The messages are analyzed to assess current energy levels then to determine how much or how little food needs to be eaten.
5 Simple Ways to Reduce Appetite and Control Hunger
- Eat protein at each meal. Your body absorbs carbs VERY quickly, and they will go through your digestive tract so fast that you will end up hungry within an hour of eating. With protein, however, digestion takes a bit longer. The protein (with its accompanying fat) sits in your stomach for more time, and this keeps your stomach from sending hunger signals to your brain. Protein is the best way to feel satiated after every meal.

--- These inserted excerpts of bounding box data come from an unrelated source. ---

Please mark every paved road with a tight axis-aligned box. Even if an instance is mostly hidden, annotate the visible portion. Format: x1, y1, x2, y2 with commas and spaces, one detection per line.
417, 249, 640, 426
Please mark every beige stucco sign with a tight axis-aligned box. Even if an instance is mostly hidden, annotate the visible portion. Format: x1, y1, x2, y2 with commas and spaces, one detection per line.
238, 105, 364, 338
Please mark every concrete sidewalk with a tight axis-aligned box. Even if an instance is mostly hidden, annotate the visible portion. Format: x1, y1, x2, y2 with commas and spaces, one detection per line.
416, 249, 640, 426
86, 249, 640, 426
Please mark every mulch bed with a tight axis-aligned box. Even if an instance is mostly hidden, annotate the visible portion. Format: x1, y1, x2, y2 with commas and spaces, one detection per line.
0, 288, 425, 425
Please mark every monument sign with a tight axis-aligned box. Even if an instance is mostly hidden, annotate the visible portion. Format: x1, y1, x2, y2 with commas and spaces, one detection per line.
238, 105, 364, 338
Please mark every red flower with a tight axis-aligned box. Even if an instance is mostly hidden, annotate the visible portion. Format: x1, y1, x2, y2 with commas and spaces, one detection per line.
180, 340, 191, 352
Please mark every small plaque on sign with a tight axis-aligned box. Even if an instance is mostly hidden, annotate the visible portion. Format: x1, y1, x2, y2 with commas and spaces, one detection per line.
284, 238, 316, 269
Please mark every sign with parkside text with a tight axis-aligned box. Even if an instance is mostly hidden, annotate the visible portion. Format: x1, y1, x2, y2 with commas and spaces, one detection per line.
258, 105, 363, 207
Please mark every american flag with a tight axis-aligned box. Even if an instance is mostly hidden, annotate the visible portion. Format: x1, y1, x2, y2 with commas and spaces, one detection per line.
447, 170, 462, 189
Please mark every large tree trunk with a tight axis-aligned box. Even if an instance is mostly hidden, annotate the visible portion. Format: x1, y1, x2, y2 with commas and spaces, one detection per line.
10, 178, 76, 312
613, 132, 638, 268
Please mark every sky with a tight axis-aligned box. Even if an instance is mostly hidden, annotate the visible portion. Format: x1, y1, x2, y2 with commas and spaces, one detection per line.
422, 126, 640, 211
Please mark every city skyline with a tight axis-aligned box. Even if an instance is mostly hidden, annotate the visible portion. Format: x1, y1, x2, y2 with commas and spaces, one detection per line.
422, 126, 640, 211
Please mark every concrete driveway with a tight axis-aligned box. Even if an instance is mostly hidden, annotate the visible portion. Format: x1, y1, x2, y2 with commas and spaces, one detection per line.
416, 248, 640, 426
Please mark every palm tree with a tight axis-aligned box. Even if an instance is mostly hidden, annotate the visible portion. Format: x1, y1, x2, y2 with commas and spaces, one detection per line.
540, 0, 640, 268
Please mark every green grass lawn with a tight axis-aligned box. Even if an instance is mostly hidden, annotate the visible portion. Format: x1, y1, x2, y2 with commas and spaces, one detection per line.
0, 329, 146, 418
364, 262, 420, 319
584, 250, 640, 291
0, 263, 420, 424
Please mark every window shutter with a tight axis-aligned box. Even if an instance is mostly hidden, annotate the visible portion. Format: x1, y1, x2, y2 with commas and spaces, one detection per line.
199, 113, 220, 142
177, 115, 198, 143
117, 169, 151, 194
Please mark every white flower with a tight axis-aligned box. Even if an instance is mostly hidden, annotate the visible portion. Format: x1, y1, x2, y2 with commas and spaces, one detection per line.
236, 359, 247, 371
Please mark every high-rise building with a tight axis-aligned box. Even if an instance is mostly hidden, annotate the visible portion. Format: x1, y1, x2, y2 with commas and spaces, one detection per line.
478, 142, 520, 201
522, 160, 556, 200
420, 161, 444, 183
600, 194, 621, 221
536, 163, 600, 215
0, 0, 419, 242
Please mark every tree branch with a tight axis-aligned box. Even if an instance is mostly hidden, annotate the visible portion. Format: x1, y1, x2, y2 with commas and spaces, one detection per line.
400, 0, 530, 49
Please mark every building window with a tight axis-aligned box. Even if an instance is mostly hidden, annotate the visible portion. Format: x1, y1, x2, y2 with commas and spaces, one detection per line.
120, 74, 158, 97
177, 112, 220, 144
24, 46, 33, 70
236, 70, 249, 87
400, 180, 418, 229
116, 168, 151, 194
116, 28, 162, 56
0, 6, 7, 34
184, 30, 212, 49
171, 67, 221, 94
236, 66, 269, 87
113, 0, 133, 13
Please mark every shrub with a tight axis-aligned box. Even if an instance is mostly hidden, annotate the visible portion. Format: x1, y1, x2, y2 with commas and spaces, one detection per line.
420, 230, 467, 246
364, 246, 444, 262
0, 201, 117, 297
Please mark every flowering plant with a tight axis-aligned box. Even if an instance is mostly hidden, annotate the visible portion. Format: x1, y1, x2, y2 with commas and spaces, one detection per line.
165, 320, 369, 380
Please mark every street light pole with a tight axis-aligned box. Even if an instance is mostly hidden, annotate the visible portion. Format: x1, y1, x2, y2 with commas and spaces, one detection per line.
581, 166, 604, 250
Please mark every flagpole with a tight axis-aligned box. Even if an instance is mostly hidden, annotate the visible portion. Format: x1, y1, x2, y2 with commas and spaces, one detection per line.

- Avoid simple sugars. Anything that is high in carbs/sugar but low in fiber should be avoided like the plague. These simple sugars are digested very quickly, which leads to a spike in your blood sugar levels. Your body responds by producing insulin to lower blood sugar, but it usually lowers blood sugar TOO much. This causes your body to feel deprived of energy, and thus it sends signals to your brain to “feed me”. The spike and crash in blood sugar levels is something to avoid at all costs, so avoid anything that could cause it–ergo, simple sugars.
- Eat light meals more often. Instead of having two or three big meals a day, try eating five or six smaller meals–one every 3 hours or so. If you do this, there will always be something in your stomach, and you won’t have to deal with hunger pangs. Just be sure to keep each of your meals small. It’s very easy to overdo it on the calories when you’re eating so many times a day.
- Rock the fiber. Always try to find high fiber foods to add to your meals. And, make sure to eat those foods first! The high-fiber foods will swell up in your stomach, effectively filling you up before you’ve eaten. You’ll end up eating far less carbs and fats thanks to the high-fiber foods: grains, veggies, seeds, and nuts.
- Exercise. Exercise is one of the best ways to control your appetite, and you’ll find that it will do wonders to stop you from feeling hungry. Try to have a small snack (200 to 300 calories) 30 to 90 minutes before your workout, and have your largest meal immediately after the workout (within 60 minutes). You’ll find that it’s easy to avoid overeating the rest of the day, as the exercise and pre- and post-workout meals will help to curb your appetite.
Being hungry is not a bad thing; it’s just your body’s way of telling you you need food or water. But if you are constantly hungry and feeling fatigue, take a close look at your diet and ensure you are getting enough calories to last throughout the day. Speak to a doctor or nutritionist if you continuously eat but always feel hungry, it could be a sign of a serious problem.